Titanate-based compounds have been considered as a hopeful family of anode materials for high-performance lithium-ion batteries due to the “zero-strain” characteristics, low cost, excellent safety and high potential plateau, and free generation of metallic Li and solid electrolyte interphase film. Nonetheless, the large-scale applications of titanate-based compounds are limited by the intrinsically low Li-ion diffusion coefficient and poor electronic conductivity. Considerable efforts have been devoted to solving these challenges towards practical applications, and some crucial progresses have been made. In this review, we present a comprehensive overview of the structural features, transport properties, and modification strategies of titanate-based compounds. The research progress of various effective strategies for enhancing Li-ion diffusion coefficient, electronic conductivity and electrochemical performance are emphatically summarized, including ion-doping, surface modifications, particle morphology control, construction of composite electrodes, etc. This review also gives a compendious summary of gassing mechanism of Li₄Ti₅O₁₂-based battery and the solution. Designing delicate architectures of carbon coating is an efficient strategy to obtain high-performance titanate-based materials, which can restrain gassing behavior and achieve the high electronic conductivity simultaneously. At last, an insight into the future research directions and further developments of titanate-based compounds is prospected so as to promote their wide application. The review will offer significant comprehension for design and optimization of high performance of the titanate-based compounds.

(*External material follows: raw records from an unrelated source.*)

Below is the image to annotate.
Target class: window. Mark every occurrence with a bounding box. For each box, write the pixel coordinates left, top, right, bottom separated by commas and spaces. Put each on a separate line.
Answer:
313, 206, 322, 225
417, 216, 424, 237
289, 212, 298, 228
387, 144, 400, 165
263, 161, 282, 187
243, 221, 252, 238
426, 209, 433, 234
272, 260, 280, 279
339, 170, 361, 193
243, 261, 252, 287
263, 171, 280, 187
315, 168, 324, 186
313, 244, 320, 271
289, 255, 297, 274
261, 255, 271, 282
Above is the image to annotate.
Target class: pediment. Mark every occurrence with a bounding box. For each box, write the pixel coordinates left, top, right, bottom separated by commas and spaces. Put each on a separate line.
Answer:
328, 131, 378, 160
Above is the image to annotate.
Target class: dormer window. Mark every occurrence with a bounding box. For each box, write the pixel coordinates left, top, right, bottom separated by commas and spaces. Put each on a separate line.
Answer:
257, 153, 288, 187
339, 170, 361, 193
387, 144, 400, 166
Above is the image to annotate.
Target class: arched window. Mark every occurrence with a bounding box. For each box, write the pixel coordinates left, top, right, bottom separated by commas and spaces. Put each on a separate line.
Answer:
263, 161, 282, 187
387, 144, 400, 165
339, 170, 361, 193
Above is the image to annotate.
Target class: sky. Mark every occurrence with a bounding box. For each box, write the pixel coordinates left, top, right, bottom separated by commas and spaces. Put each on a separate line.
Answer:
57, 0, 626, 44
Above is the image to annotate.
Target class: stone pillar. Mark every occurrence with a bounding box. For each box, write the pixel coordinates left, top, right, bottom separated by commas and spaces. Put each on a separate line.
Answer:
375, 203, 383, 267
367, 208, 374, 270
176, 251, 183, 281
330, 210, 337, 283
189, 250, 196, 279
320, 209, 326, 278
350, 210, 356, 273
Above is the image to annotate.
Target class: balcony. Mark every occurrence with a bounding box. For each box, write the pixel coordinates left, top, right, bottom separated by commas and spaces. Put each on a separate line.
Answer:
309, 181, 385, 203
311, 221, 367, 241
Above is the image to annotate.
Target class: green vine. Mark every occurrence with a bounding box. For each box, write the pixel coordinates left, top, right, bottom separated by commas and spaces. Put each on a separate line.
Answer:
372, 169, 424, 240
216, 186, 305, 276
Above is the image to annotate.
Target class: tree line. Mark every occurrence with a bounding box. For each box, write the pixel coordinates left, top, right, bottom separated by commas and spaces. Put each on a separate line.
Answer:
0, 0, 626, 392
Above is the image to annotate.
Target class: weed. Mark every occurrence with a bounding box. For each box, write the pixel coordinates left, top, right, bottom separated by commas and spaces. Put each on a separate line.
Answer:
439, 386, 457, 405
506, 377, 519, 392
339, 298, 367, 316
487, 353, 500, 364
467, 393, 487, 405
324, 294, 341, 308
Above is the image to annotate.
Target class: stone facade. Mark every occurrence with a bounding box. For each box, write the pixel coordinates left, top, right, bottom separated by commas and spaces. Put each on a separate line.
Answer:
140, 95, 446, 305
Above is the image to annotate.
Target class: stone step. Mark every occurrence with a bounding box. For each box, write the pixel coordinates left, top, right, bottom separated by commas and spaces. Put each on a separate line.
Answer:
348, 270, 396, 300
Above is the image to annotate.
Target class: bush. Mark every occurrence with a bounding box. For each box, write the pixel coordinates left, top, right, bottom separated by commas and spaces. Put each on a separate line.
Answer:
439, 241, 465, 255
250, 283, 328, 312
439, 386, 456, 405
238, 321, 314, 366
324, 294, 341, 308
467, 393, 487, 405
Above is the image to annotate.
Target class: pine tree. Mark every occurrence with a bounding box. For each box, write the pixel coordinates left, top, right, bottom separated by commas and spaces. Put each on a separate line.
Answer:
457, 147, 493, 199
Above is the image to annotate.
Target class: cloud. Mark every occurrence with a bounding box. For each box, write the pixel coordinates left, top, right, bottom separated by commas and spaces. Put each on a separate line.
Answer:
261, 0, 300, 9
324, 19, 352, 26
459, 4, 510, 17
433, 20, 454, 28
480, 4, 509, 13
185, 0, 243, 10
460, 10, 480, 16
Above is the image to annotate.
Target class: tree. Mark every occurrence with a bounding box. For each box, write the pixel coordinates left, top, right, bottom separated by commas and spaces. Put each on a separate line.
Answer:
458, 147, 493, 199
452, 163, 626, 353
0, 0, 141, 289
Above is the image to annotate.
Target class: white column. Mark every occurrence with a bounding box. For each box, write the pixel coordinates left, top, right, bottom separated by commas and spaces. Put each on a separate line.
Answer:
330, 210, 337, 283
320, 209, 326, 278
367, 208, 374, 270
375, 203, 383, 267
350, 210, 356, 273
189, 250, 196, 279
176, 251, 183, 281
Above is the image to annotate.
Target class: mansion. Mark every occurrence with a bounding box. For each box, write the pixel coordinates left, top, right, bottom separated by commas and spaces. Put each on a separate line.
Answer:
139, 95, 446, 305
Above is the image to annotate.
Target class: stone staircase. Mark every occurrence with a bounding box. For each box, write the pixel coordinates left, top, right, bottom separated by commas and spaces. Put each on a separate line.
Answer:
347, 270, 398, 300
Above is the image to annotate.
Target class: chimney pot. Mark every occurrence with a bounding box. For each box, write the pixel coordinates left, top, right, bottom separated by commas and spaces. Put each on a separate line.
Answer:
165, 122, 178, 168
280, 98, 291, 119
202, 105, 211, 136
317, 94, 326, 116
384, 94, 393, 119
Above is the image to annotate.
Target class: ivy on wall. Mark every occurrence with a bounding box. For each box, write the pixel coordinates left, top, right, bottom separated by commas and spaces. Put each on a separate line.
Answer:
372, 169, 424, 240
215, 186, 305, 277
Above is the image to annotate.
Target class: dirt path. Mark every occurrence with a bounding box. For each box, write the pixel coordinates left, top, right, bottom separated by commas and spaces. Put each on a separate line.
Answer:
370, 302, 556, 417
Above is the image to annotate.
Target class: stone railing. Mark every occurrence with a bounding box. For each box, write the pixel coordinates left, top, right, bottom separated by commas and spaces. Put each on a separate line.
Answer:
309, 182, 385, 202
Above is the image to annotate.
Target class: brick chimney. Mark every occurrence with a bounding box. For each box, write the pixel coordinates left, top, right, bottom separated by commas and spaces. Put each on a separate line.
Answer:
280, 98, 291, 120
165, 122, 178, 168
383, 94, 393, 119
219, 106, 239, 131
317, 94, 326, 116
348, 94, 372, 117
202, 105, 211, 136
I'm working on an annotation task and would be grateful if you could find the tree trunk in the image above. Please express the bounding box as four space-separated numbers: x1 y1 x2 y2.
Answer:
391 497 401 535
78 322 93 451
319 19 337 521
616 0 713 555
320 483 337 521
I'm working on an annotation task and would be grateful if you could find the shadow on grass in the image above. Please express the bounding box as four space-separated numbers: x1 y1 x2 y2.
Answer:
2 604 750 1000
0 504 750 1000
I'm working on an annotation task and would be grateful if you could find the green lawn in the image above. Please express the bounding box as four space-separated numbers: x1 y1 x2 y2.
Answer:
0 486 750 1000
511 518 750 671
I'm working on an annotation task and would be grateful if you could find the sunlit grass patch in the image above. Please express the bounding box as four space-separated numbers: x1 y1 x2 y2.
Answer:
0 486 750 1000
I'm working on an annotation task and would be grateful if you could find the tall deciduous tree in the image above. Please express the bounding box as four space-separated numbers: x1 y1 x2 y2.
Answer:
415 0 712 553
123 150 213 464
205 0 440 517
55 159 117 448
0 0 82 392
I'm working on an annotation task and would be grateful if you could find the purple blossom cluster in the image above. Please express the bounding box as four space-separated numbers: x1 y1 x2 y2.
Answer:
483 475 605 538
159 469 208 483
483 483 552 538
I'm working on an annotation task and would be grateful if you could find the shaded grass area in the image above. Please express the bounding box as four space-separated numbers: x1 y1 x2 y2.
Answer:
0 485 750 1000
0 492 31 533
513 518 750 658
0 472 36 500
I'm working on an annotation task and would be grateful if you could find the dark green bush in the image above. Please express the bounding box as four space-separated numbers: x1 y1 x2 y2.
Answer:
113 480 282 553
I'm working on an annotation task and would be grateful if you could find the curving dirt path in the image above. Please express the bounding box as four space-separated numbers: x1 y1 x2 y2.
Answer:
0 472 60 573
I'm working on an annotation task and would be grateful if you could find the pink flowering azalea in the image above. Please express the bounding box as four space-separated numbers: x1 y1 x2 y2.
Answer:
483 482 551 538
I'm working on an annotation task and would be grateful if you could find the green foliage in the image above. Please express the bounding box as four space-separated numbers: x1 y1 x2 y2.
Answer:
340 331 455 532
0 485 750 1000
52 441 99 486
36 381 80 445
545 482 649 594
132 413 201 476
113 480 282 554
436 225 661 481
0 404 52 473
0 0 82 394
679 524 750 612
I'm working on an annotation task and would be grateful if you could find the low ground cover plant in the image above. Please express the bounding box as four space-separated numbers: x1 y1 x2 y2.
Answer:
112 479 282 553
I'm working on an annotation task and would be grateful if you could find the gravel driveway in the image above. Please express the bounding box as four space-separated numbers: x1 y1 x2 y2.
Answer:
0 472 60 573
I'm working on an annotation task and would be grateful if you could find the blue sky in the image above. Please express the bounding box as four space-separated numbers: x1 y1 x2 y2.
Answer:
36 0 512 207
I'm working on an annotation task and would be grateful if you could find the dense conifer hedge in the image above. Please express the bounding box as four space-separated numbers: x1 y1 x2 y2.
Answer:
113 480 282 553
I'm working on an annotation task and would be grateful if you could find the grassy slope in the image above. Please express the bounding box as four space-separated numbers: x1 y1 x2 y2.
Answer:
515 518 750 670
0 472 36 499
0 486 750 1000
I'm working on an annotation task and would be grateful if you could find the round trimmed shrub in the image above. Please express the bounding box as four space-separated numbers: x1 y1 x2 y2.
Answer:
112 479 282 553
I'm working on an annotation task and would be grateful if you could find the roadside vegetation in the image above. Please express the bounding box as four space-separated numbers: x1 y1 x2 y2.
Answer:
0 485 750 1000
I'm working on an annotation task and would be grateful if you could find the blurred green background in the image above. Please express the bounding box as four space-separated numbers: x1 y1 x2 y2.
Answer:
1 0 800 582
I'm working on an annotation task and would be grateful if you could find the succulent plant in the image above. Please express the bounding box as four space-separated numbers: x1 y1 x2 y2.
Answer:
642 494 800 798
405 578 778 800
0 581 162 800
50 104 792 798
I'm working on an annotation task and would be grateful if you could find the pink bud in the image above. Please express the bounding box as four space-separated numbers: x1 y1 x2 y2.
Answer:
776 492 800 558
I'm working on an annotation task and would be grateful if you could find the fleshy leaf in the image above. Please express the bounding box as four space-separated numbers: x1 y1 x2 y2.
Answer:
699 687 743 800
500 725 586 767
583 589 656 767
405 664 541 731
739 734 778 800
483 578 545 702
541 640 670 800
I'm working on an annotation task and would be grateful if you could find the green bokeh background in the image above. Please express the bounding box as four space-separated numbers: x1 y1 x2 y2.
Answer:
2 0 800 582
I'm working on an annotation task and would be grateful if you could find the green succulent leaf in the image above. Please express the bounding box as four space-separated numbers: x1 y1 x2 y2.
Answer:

钛酸盐基化合物因其“零应变”特性，低成本，出色的安全性和高电势平稳性以及可自由生成金属锂和固体而被认为是用于高性能锂离子电池的希望的阳极材料系列。电解质中间膜。然而，钛酸酯基化合物的大规模应用受到固有的低锂离子扩散系数和较差的电子电导率的限制。为了解决这些对实际应用的挑战，已经付出了巨大的努力，并且已经取得了一些关键的进展。在这篇综述中，我们对钛酸酯基化合物的结构特征，运输性质和改性策略进行了全面概述。₄ Ti ₅ O ₁₂基电池和解决方案。设计精细的碳涂层结构是获得高性能基于钛酸酯的材料的有效策略，该材料可以抑制放气行为并同时实现高电子电导率。最后，展望了钛酸酯基化合物的未来研究方向和进一步发展，以促进其广泛应用。该综述将为基于钛酸酯的化合物的高性能设计和优化提供重要的理解。